Order of Business
Wednesday 14 September 2011
It is good to be back, and with all colleagues. The words “equality” and “human rights” - three of my favourite words - were put together with the word “merger” at the end of last week when the Government announced it had agreed in principle to merge the Irish Human Rights Commission with the Equality Authority into a new human rights and equality commission. The press release indicated: “The purpose of this change is to promote human rights and equality issues in a more effective, efficient and cohesive way.” “Effective”, “efficient” and “cohesive” are powerful words too. While it may be the case that issues related to efficiency and cost were integral - central, in fact - to the Government’s motivation for this far-reaching change in institutional, legal and practical infrastructure for equality and human rights, if this new body proves to be more effective and cohesive in the way it does its business, this can only be welcomed by the people who stand for freedom, fairness and dignity. Will this not be the ongoing test? As a result of this merger, will Ireland be better at ensuring equality, eradicating discrimination and promoting and protecting the human rights of all who reside here, especially those who are not free, those who are vulnerable and not equal? Now more than ever before in the context of the very vulnerable Irish economy and society, we need to get it right in terms of how equality and human rights are delivered side by side. As law-makers, we need to think carefully how we can bring these two institutions together in a substantive way in order that the new institutional arrangements will not be made at the expense of human rights and equality obligations.

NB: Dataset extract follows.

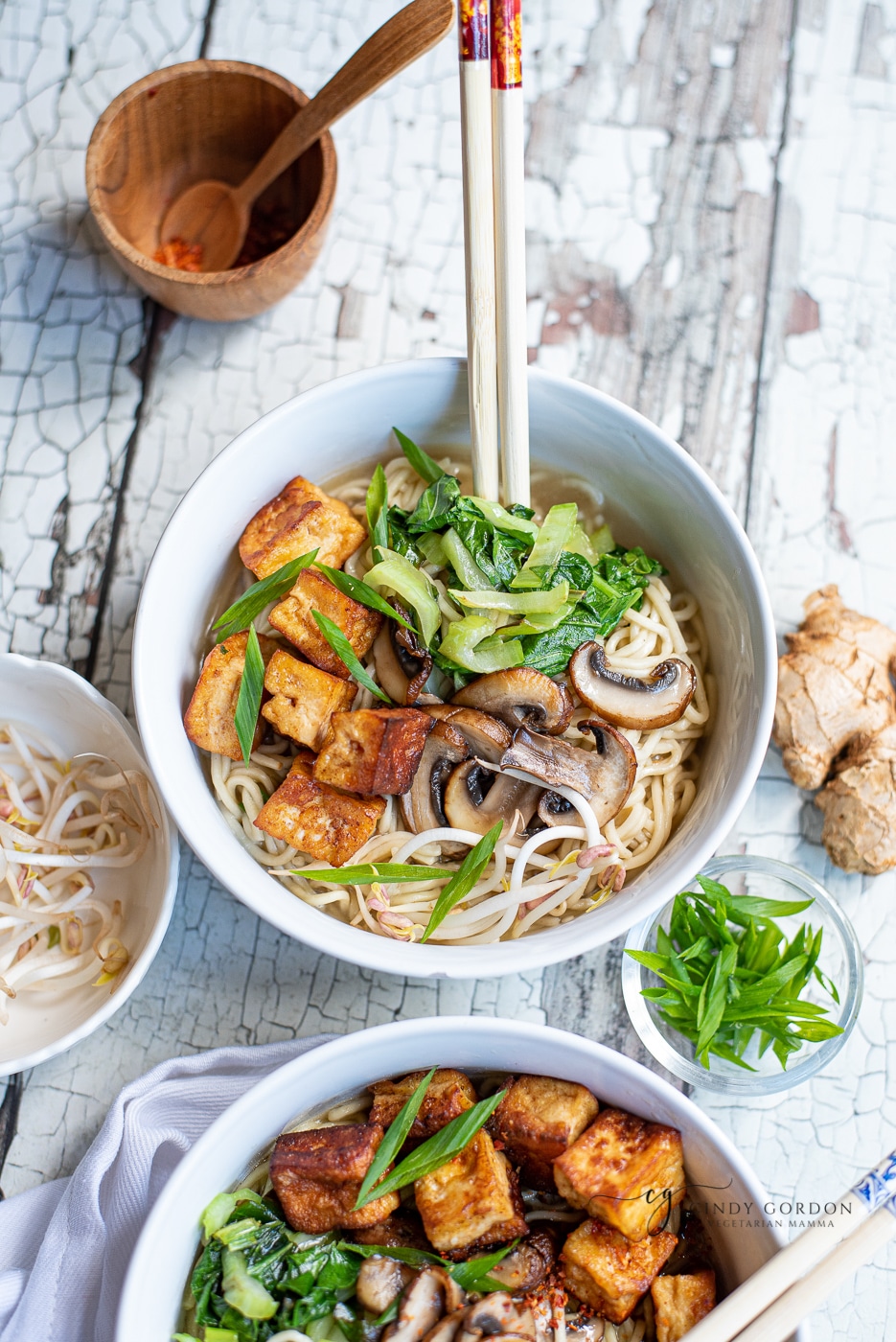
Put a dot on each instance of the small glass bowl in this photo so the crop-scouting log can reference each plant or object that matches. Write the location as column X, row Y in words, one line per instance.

Some of the key questions that need to be raised include what form of equality we want and whether income equality is part of this agenda. How will we ensure this new body complies with the Paris Principles, specifically that it will be genuinely independent and the pluralism of its membership will be ensured? The Irish Human Rights Commission holds “A” status. This is a critical badge, indicating that the United Nations and the international community view it as truly independent of the Government. Will the new commission be able to wear the same badge? The Minister has promised that it will have a direct reporting function to the Oireachtas through its committee system. While this release of Government control towards oversight by the Oireachtas is greatly to be welcomed, will it require the amending of the name of a committee to incorporate changes in respect of human rights? The Good Friday Agreement promises that the Government will establish a human rights commission with a mandate and a remit equivalent to that within Northern Ireland. As we put in place these new institutional arrangements, will we maintain equivalence in respect of human rights protection? I ask the Leader to invite the Minister for Justice and Equality to the House early in the drafting of this legislation on the new commission to give Members the opportunity to raise questions and offer our views.